Inspiration

Construction inspections (stud spacing, rebar spacing, outlet heights, clearances) depend on real measurements, but vision-language models tend to hallucinate or stay qualitative when asked for distances in meters. DeepAnchor is motivated by closing this perception gap by grounding images in physical units using standardized construction objects as scale anchors.

What it does

DeepAnchor turns a monocular construction image into a measurable scene by:

  • Detecting known-dimension “anchor” objects (e.g., bricks, CMU blocks, electrical boxes).
  • Estimating depth structure to keep measurements consistent across planes.
  • Calibrating a robust pixel-to-meter scale (median across anchors, reject outliers).
  • Converting pixel distances into meters and injecting the resulting measurements as structured facts into a VLM prompt for inspection reasoning.

How we built it

Architecture / pipeline

Anchor detection: Run an object detector to get bounding boxes, classes, and confidence for anchors. Depth estimation: Produce a dense depth map (relative depth) and compute per-object depth summaries; group anchors/targets by depth plane to avoid mixing surfaces. Scale calibration: For each anchor, compute pixels-per-meter using its known real-world dimension; aggregate via robust statistics (median) and drop outliers. Measurement extraction: Convert pixel distances to meters using the calibrated scale (optionally plane-aware).

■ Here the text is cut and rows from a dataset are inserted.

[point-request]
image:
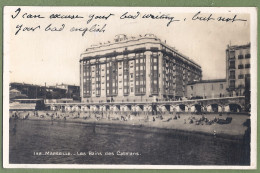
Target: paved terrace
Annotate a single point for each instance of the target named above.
(224, 104)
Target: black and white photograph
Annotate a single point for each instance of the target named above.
(130, 87)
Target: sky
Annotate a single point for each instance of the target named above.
(41, 56)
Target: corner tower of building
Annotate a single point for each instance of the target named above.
(135, 70)
(238, 69)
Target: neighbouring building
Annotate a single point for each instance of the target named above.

VLM grounding: Provide the VLM a structured “measurement JSON” (anchors used, scale, measured distances, uncertainty) so final inspection answers are grounded.

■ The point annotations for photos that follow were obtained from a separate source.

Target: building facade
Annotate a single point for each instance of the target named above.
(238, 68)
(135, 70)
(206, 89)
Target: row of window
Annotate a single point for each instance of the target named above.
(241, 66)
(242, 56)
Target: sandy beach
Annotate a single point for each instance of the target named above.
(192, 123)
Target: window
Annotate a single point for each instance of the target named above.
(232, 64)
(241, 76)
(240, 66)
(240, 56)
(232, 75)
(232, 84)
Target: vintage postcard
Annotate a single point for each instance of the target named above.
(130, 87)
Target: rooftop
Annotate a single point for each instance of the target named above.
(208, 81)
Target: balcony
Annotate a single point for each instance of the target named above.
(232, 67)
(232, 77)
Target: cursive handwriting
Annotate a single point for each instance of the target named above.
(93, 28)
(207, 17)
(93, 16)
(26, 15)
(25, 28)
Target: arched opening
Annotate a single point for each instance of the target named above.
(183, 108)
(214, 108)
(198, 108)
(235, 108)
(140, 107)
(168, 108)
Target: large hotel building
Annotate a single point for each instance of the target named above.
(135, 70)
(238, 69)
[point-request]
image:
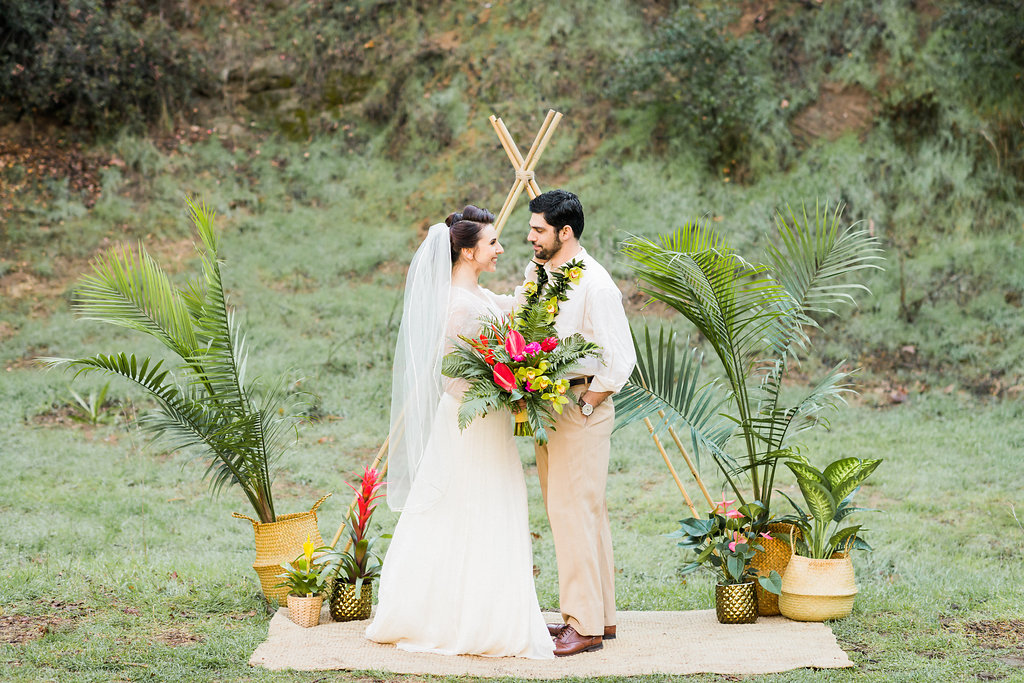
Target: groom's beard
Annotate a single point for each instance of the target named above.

Tech stack Language: Python Deep learning framework: PyTorch Detection: YOLO-family model (Ultralytics-style workflow) for anchor bounding boxes Depth: Depth Anything v2 (or equivalent monocular depth model) Image I/O + utilities: OpenCV, NumPy Experiment tracking / evaluation: simple scripts + metrics (MAE), optional Weights & Biases Packaging / runtime: Conda environment, CUDA GPU acceleration when available Interface (optional): a small CLI + JSON outputs; can be wrapped into a FastAPI service for a demo

Challenges we ran into

Monocular scale ambiguity: Depth from a single image is not metrically scaled; you need anchors to convert “relative depth” into real units. Plane mismatch: Anchors on one surface can’t safely calibrate measurements on another without depth-plane checks. Anchor reliability: Occlusions, partial views, orientation changes, and imperfect boxes can create bad scale estimates—requiring outlier rejection and robust aggregation. Field conditions: Motion blur, glare, dust, low light, and clutter reduce detection quality and measurement stability.

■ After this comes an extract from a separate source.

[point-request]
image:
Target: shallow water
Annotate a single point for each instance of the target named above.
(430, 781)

Accomplishments that we're proud of

Built an end-to-end measurement pipeline (detect → calibrate → measure → ground a VLM) that produces distances in meters from monocular images. Made calibration robust by using multiple anchors + median aggregation + outlier filtering instead of trusting one reference object. Produced structured measurement outputs that are easy to audit (what anchors were used, what scale was computed, what distances were measured).

What we learned

The main bottleneck for VLMs in construction isn’t knowledge of codes/specs—it’s lack of metric grounding. Relative depth is useful for consistency (separating planes/surfaces), but anchors are what make measurements real. Robust statistics and explicit uncertainty are necessary to make results trustworthy in messy environments.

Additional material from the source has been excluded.